Which, translated from rugby jargon into English, means that McColl is a big lad who can run a bit. He can also kick a bit, especially from hand. Leeds are the only team to travel to Bristol this season and come away with a league win, triumphing 28-22 back in December. In that televised game, McColl received the ball a few yards from his own line, swung a lazy boot at it and Bristol found themselves throwing into a lineout deep inside their own 22.
Perhaps it was his length from hand that caught the eye of Duncan Hodge, because the skills coach invited McColl into the Scotland training squad ahead of the South Africa match last November. It said something about the quality of the Championship, it also showed how far McColl had come since moving south.
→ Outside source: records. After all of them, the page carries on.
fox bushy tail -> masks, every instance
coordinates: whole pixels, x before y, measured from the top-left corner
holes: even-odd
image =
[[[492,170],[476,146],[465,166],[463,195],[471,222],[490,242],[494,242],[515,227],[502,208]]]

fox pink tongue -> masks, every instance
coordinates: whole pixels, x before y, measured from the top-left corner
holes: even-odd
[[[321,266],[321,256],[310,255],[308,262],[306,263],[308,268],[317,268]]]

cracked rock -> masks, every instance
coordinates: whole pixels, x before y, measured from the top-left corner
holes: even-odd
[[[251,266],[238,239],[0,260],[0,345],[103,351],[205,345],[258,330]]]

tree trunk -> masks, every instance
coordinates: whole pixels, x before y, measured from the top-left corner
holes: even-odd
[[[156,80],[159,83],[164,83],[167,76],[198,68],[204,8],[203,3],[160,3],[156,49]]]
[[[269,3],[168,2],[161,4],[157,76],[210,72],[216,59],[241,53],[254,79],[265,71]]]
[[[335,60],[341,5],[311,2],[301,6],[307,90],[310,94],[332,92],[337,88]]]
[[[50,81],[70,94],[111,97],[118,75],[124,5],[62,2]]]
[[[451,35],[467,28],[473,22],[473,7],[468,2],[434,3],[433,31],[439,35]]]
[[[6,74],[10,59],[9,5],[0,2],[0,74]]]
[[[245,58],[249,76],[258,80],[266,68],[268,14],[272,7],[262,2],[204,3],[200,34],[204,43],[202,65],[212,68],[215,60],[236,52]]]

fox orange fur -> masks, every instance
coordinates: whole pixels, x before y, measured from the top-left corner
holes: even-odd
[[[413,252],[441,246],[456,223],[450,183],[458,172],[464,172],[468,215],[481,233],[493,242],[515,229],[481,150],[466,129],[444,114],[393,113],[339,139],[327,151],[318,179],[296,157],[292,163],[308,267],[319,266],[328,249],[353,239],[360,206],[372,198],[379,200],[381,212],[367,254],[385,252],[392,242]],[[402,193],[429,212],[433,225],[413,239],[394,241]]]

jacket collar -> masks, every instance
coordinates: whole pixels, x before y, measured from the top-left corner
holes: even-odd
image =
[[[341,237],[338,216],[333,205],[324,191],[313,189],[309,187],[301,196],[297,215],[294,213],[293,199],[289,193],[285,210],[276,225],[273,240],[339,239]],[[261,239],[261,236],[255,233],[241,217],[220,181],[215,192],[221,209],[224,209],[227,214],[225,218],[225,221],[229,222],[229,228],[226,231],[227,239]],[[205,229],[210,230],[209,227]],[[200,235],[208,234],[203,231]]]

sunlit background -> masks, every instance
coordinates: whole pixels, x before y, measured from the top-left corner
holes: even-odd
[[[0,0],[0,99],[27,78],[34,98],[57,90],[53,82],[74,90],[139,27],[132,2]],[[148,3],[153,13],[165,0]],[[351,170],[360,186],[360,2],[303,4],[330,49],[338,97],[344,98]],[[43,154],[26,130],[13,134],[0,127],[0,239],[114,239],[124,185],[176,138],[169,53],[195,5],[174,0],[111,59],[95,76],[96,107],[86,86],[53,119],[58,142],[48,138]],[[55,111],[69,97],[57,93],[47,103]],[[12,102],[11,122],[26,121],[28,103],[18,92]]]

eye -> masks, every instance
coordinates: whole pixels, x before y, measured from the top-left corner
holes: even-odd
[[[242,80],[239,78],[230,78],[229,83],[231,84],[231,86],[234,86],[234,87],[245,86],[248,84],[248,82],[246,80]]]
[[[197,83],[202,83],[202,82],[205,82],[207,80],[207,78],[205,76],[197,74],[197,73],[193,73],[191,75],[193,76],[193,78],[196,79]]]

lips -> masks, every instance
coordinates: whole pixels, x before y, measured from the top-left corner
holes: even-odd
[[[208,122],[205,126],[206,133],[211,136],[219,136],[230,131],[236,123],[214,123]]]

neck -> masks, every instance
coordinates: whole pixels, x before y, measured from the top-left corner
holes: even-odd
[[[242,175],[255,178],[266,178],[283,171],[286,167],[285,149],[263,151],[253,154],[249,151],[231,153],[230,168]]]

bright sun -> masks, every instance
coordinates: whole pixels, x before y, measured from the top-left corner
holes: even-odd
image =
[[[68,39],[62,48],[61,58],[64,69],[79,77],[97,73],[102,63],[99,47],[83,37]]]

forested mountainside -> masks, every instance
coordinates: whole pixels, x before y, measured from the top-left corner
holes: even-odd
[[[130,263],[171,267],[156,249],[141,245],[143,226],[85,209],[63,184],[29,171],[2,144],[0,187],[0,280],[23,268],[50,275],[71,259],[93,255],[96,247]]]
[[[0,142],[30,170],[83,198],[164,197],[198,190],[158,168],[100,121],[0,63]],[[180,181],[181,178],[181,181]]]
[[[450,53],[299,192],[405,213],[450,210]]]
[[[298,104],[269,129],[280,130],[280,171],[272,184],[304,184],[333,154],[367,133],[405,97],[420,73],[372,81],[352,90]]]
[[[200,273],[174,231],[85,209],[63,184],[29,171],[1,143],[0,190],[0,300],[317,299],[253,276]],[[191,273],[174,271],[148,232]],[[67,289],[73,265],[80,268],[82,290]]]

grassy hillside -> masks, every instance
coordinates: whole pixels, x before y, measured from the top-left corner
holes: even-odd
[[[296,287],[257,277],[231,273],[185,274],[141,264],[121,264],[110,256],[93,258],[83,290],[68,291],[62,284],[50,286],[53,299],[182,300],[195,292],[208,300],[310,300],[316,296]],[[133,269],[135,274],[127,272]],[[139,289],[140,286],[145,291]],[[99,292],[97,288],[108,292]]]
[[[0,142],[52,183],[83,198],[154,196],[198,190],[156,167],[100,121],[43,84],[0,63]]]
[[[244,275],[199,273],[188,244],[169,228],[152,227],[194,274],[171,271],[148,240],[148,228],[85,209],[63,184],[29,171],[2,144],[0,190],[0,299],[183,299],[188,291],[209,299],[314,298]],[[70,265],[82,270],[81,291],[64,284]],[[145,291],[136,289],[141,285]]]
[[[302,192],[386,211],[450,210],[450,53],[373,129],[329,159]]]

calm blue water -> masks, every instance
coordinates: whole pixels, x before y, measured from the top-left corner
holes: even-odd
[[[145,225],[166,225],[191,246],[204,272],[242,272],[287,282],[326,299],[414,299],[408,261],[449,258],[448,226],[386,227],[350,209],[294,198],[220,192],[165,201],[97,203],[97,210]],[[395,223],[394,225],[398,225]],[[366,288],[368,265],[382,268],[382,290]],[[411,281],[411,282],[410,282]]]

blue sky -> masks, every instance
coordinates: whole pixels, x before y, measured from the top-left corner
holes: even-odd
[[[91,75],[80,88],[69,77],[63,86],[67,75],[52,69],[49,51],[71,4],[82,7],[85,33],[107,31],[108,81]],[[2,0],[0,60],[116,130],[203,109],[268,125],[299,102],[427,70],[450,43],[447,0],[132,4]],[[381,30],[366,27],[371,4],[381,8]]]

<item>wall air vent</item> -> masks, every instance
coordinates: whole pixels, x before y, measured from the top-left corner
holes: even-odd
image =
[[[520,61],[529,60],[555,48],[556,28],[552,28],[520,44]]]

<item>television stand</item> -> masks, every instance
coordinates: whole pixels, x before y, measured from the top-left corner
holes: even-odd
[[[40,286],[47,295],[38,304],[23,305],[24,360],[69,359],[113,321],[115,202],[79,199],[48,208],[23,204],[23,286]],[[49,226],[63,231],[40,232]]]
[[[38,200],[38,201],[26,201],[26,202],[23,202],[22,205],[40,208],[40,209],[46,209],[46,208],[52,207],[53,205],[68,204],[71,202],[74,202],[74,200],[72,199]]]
“I don’t think I was ever going to play,” he admits. “They brought me in to give me a bit of experience, to see what it takes to play at that level and I couldn’t thank him [Hodge] enough. I saw some old friends I hadn’t seen for three years. I wanted more, for sure. I really enjoyed myself and it made me want it even more. Even if only for a couple of days I was in the Scotland international squad! It was a wonderful feeling and, hopefully, next year I’ll get involved a lot more.”
First things first and McColl won’t walk into the Gloucester starting XV but he will take some solace from the man who stands between him and the No.15 jersey. The big Scot has crossed swords with Rob Cook before, when he was playing Championship rugby. Cook has made the step up to the top flight with some aplomb and McColl plans to emulate him.
“I played against Rob when he was at the [Cornish] Pirates,” says McColl. “He’s a quality player so I expect he’ll get first dibs at the jersey but it’s up to me, when I get an opportunity, to show that I am capable of doing the job that they want me to do.”